Lindgren, Waldemar

Lindgren, Waldemar

(1860–1939) geologist; born in Kalmar, Sweden. He emigrated in 1883 to study mining in the western U.S.A. He performed field work with the U.S. Geological Survey (1884–1915), while concurrently teaching at the Massachusetts Institute of Technology (1908–33). He made major contributions to knowledge of the genesis of ore deposits.

Lindgren, Waldemar

 

Born Feb. 14, 1860, in Sweden; died Nov. 3, 1939, in Brighton, Mass. American geologist and researcher of ore deposits.

In 1883, Lindgren graduated from the Academy of Mines in Freiberg. In 1883 he emigrated to Chile and in 1884 to the United States. From 1898 he was an associate professor at Stanford University. He joined the US Geological Survey in 1884, where he was chief geologist from 1911. From 1912, Lindgren was professor of economic geology and chairman of the department of geology at the Massachusetts Institute of Technology. He was chairman of the geology and geography department of the US National Research Council (1927).

Lindgren participated in geological research connected with the operations of the Northern Pacific Railroad Company. From 1884 he studied ore deposits in the United States, Norway, Sweden, Germany, Austria, Italy, Australia, Mexico, Chile, and Bolivia. Much of Lindgren’s scientific work is devoted to the geology of ore deposits, and his most important works are related to the elaboration (in 1903) of a genetic classification of mineral deposits. The classification was based on the physicochemical parameters (pressure, temperature) that regulate mineral deposit formation.
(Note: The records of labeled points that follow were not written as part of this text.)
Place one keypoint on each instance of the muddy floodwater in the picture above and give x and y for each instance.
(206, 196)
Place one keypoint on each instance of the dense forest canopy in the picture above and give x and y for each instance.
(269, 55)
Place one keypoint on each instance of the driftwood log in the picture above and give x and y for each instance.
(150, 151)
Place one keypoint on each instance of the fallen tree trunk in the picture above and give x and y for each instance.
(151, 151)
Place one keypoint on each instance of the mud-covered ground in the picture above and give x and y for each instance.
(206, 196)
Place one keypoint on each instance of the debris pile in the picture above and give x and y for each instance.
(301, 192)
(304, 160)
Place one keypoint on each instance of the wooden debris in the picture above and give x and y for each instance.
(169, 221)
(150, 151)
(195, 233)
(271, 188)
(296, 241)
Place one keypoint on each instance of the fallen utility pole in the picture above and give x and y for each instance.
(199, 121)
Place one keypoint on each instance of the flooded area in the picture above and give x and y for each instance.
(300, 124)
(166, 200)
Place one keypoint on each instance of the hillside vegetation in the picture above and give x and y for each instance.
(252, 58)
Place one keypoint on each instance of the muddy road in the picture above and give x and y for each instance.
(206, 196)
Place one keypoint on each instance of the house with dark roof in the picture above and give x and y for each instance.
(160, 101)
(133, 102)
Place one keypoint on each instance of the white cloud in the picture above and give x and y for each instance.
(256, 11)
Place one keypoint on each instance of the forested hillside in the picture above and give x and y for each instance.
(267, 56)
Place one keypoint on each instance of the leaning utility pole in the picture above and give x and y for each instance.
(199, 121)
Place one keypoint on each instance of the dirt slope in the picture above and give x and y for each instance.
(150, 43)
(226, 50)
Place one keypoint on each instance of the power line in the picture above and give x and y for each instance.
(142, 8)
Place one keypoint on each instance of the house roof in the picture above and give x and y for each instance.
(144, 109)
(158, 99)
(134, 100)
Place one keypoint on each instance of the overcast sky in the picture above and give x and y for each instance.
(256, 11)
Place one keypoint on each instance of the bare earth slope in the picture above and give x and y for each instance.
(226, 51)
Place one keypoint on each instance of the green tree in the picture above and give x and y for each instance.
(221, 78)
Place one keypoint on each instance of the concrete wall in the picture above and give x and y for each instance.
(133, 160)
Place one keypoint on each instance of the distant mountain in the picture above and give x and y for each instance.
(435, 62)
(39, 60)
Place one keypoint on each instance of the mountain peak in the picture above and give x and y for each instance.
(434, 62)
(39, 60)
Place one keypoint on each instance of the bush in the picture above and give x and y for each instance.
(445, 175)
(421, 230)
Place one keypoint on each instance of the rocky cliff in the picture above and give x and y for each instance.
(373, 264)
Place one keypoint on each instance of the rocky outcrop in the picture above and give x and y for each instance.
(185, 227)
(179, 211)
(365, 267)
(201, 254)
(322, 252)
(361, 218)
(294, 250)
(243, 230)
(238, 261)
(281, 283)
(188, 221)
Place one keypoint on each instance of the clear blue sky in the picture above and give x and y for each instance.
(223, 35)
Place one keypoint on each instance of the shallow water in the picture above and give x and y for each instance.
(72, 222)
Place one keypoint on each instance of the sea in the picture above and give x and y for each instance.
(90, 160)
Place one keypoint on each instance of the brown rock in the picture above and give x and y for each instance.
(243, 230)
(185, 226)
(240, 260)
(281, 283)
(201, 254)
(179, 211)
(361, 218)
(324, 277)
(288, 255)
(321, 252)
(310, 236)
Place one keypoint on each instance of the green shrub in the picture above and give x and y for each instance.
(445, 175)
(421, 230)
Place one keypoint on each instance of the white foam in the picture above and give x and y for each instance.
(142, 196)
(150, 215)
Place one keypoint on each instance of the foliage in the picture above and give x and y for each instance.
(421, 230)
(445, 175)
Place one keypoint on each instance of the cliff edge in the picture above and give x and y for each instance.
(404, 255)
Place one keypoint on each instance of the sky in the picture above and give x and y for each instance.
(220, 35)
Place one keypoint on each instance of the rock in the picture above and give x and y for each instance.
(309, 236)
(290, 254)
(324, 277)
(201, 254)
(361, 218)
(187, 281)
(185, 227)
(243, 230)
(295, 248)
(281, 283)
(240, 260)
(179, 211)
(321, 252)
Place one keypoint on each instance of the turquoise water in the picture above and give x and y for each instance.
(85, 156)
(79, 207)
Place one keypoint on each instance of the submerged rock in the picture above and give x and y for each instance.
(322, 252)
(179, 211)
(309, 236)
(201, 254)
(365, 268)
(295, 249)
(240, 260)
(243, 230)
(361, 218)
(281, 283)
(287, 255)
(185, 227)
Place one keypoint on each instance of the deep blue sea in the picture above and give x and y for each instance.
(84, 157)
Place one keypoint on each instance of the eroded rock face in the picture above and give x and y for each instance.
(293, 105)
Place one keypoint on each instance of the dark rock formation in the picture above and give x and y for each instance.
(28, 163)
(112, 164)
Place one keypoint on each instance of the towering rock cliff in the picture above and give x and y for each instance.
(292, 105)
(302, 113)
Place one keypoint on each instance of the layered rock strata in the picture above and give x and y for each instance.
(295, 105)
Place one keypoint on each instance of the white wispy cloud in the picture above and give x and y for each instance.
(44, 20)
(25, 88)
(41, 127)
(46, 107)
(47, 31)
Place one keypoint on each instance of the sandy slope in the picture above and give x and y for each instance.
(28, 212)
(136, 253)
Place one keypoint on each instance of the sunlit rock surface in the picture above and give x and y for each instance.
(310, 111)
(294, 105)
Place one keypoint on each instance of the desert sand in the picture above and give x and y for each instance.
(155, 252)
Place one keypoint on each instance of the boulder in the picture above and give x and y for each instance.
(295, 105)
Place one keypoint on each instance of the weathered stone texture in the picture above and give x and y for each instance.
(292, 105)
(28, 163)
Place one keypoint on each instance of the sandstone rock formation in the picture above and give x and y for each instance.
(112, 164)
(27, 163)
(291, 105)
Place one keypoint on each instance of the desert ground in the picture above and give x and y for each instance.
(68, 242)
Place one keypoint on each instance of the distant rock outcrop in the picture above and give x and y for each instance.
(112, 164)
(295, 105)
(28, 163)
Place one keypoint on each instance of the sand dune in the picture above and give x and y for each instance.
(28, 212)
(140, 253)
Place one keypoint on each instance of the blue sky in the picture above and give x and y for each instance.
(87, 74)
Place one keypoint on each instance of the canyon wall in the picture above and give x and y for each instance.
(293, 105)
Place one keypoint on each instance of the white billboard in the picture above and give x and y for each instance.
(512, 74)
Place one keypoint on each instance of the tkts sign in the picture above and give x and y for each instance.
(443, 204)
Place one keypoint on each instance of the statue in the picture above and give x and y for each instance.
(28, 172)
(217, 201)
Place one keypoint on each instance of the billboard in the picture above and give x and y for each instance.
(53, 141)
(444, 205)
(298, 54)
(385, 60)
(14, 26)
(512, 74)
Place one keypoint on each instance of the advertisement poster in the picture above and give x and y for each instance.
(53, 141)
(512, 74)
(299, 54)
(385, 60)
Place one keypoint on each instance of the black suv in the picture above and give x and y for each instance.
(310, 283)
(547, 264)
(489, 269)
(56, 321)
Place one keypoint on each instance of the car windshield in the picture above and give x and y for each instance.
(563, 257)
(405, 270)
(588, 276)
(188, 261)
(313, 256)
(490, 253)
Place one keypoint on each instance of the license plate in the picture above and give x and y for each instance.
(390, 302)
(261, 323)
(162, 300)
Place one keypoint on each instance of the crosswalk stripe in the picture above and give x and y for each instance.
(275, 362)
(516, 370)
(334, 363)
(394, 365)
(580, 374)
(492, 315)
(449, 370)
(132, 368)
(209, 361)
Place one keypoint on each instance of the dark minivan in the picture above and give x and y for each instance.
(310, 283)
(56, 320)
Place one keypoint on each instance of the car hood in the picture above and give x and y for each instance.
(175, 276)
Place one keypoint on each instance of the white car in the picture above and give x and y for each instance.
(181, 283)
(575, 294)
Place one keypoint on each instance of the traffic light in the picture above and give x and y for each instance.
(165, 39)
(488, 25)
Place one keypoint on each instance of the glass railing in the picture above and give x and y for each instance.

Using his classification, Lindgren established the following groups of mineral deposits: (1) those formed on the earth’s surface through mechanical processes of the concentration of the mineral mass under moderate pressure and temperature; (2) those formed on the bottom of surface bodies of water under moderate temperature and variable pressure; and (3) those formed in rock under various temperature and pressure conditions. In the last group, Lindgren distinguished mineral concentrations formed contemporaneously with enclosing rock (syngenetic) and deposits originating after the formation of the rock (epigenetic) from magma, magmatic water solutions, and water solutions not related to the magma.

Lindgren was a member of the US National Academy of Sciences (president from 1924), an honorary member of academies and scholarly societies in a number of countries, and president of the International Geologic Congress in 1933. He was awarded the Penrose Gold Medal of the Geological Society of America in 1933.

WORKS

In Russian translation:
Mineral’nye mestorozhdeniia, vols. 1–3. Moscow-Leningrad, 1934–35.

REFERENCE

Graton, L. C. “Life and Scientific Work of Waldemar Lindgren.” In Ore Deposits of Western States: Lindgren Volume. New York, 1933.